Lemieux, J.-M., Therrien, R., Kirkwood, D.

MEDEF,
Département de Géologie et de Génie géologique, Université Laval, Québec, Canada G1K 7P4

Groundwater flow in fractured rock is greatly dependent on the nature of the fractures. Different types of fractures, and even different fractures of a same type, can act either as preferential flow paths or barriers to groundwater flow.

Our study involved structural characterization, geophysical surveying and hydrogeological investigation of a flat-lying dolostone formation in order to determine the type of fractures most likely to conduct groundwater flow
at the site scale. The field study was undertaken at the St-Eustache quarry near Montréal., Canada. In the quarry, two different types of fractures intersect the dolostone: stylolitic bedding planes and vertical joints. Detailed structural analysis of the quarry walls and floors revealed four different sets of joints based on their orientation. All joints terminate on
the bedding planes.

Three vertical boreholes were diamond drilled on the quarry floor, where a series of geophysical measurements were conducted. Pumping tests and pulse tests were also conducted with inflatable packers to evaluate the
connectivity between the wells. Integration of geophysical and hydraulic measurements suggests that the aquifer can be divided in two high transmissive zones. The first zone is a surficial aquifer, where vertical joints connect bedding planes. This surficial aquifer is drained by a high-transmissivity bedding plane of great lateral extent, located at a depth of 13 m.
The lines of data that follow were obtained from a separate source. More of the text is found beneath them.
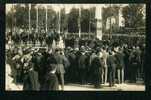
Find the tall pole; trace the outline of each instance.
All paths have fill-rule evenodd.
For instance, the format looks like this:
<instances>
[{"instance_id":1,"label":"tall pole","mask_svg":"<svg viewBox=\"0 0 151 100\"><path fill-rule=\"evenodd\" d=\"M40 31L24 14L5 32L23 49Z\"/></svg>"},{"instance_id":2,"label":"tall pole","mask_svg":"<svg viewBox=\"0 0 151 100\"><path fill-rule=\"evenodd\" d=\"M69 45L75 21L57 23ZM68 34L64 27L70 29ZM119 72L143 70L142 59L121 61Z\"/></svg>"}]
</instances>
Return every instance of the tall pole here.
<instances>
[{"instance_id":1,"label":"tall pole","mask_svg":"<svg viewBox=\"0 0 151 100\"><path fill-rule=\"evenodd\" d=\"M111 8L111 4L110 4L110 14L111 14L111 12L112 12L111 10L112 10L112 8ZM110 16L110 36L109 36L110 40L111 40L111 34L112 34L112 33L111 33L111 32L112 32L112 25L111 25L111 23L112 23L112 22L111 22L111 16Z\"/></svg>"},{"instance_id":2,"label":"tall pole","mask_svg":"<svg viewBox=\"0 0 151 100\"><path fill-rule=\"evenodd\" d=\"M81 7L79 6L79 20L78 20L78 26L79 26L79 38L81 37Z\"/></svg>"},{"instance_id":3,"label":"tall pole","mask_svg":"<svg viewBox=\"0 0 151 100\"><path fill-rule=\"evenodd\" d=\"M46 32L47 32L47 5L46 5Z\"/></svg>"},{"instance_id":4,"label":"tall pole","mask_svg":"<svg viewBox=\"0 0 151 100\"><path fill-rule=\"evenodd\" d=\"M37 22L36 22L36 31L38 32L38 6L37 6Z\"/></svg>"},{"instance_id":5,"label":"tall pole","mask_svg":"<svg viewBox=\"0 0 151 100\"><path fill-rule=\"evenodd\" d=\"M60 7L60 6L59 6ZM58 33L60 34L60 23L61 23L61 18L60 18L60 12L61 12L61 9L59 8L59 15L58 15Z\"/></svg>"},{"instance_id":6,"label":"tall pole","mask_svg":"<svg viewBox=\"0 0 151 100\"><path fill-rule=\"evenodd\" d=\"M30 10L31 10L31 4L29 6L29 11L28 11L28 19L29 19L29 33L31 32L31 23L30 23ZM28 40L29 40L29 33L28 33Z\"/></svg>"},{"instance_id":7,"label":"tall pole","mask_svg":"<svg viewBox=\"0 0 151 100\"><path fill-rule=\"evenodd\" d=\"M89 10L89 39L90 39L90 32L91 32L91 8Z\"/></svg>"},{"instance_id":8,"label":"tall pole","mask_svg":"<svg viewBox=\"0 0 151 100\"><path fill-rule=\"evenodd\" d=\"M13 17L14 17L14 4L12 4L12 26L11 26L12 32L13 32Z\"/></svg>"}]
</instances>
The second high-transmissivity zone is a bedding plane located at a depth of 23 m that can be regarded at the site scale as a
perfectly confined aquifer. Although transmissive zones have been identified in the dolostone, it is still not clear which type of fracture is more active for groundwater flow.

To investigate whether the bedding plane, the joints, both or part of each type of fracture act as preferential groundwater flow paths, a groundwater flow model is used to simulate hydraulic tests in the dolostone. The discrete fracture model FRAC3DVS is selected and allows the representation of discrete features in the system, as well as the treatment of the dolostone as an equivalent porous medium. Simulation results from different scenarios will be presented to investigate the effect of the bedding planes and the vertical joints on the hydraulic response that could be observed in a well located in the dolostone.